A crucial part of SSL’s effectiveness lies in the fact that before the encryption process is even begun, the website actually verifies its identity to your browser. If your browser cannot verify that the site is actually what it claims to be, you’ll get a pop-up window alerting you to an “untrusted” security certificate. While there can be benign reasons behind an SSL verification warning, Kennedy advises that when using public Wi-Fi, “If you see this warning, do not visit the site. Period.”
Use a VPN service
If you’d like to ensure that all of your browsing traffic is encrypted, no matter what sites you visit or mobile apps you use, consider signing up for a VPN (virtual private network) service. A VPN service adds a physical barrier between you and the web by routing all of your communications, in an encrypted format, through a physical server controlled by the VPN company. It is only after your encrypted communication passes through the VPN server that it reaches the web. Someone snooping on traffic over the Wi-Fi network will just see garbled data passing between your computer or device and this secondary VPN server. Because the interaction with the web is actually happening through a middleman – the VPN server – a measure of user anonymity is provided as well. Two reliable and low-cost VPN services that I use regularly are Private Internet Access and TunnelBear. Both can be used with desktop computers as well as Android and iOS devices, with monthly subscriptions available for less than $7 and prepaid annual plans offered at a discounted rate.
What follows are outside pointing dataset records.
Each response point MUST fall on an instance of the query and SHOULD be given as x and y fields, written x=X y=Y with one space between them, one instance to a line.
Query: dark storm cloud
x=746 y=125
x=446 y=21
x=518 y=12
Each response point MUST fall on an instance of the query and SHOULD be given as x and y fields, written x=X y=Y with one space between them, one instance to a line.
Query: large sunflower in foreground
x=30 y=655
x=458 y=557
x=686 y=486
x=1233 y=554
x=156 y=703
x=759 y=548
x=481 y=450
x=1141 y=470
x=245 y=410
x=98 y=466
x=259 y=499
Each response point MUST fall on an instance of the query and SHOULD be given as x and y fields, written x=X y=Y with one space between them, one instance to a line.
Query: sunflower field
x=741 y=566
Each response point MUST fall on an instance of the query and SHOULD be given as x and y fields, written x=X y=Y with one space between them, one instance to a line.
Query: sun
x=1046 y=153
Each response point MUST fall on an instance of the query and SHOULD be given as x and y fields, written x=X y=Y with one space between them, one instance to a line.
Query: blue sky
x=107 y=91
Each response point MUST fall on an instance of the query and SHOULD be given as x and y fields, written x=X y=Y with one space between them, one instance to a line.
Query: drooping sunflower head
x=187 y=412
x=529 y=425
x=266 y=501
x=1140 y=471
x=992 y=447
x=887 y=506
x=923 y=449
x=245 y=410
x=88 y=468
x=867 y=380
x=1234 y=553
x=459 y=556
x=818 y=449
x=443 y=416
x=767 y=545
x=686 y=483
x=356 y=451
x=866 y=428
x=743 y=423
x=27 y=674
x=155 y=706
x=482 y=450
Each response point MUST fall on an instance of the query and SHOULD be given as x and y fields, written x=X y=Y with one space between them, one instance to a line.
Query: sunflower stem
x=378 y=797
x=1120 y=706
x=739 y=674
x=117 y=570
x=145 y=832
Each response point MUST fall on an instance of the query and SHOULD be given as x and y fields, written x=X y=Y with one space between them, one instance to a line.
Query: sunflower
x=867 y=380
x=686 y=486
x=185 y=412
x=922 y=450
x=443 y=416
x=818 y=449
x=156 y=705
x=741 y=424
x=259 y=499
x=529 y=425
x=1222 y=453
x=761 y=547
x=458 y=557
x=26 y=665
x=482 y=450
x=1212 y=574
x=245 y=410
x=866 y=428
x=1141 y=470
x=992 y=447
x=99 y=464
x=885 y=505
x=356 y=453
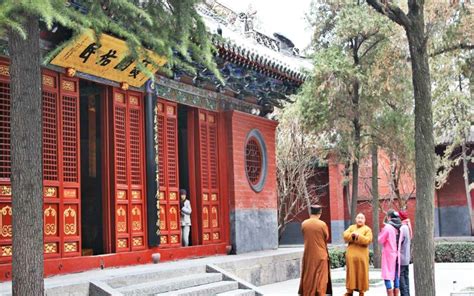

Keep your software up to date
Data security is an arms race, and to keep your defenses up, it is crucial that you’re running the latest updates for your operating system and web browser. This point was emphasized just last month, as Apple was forced to issue updates to its iOS and OS X users to fix a bug that compromised SSL encryption.
There’s no magic bullet for data security. While site owners and retailers must clearly step up their game in protecting our privacy, we also need to do our part in eliminating at least the low-hanging fruit for hackers. Fortunately, with just a little awareness, and these simple steps, you can protect your data and still enjoy the convenience of public Wi-Fi.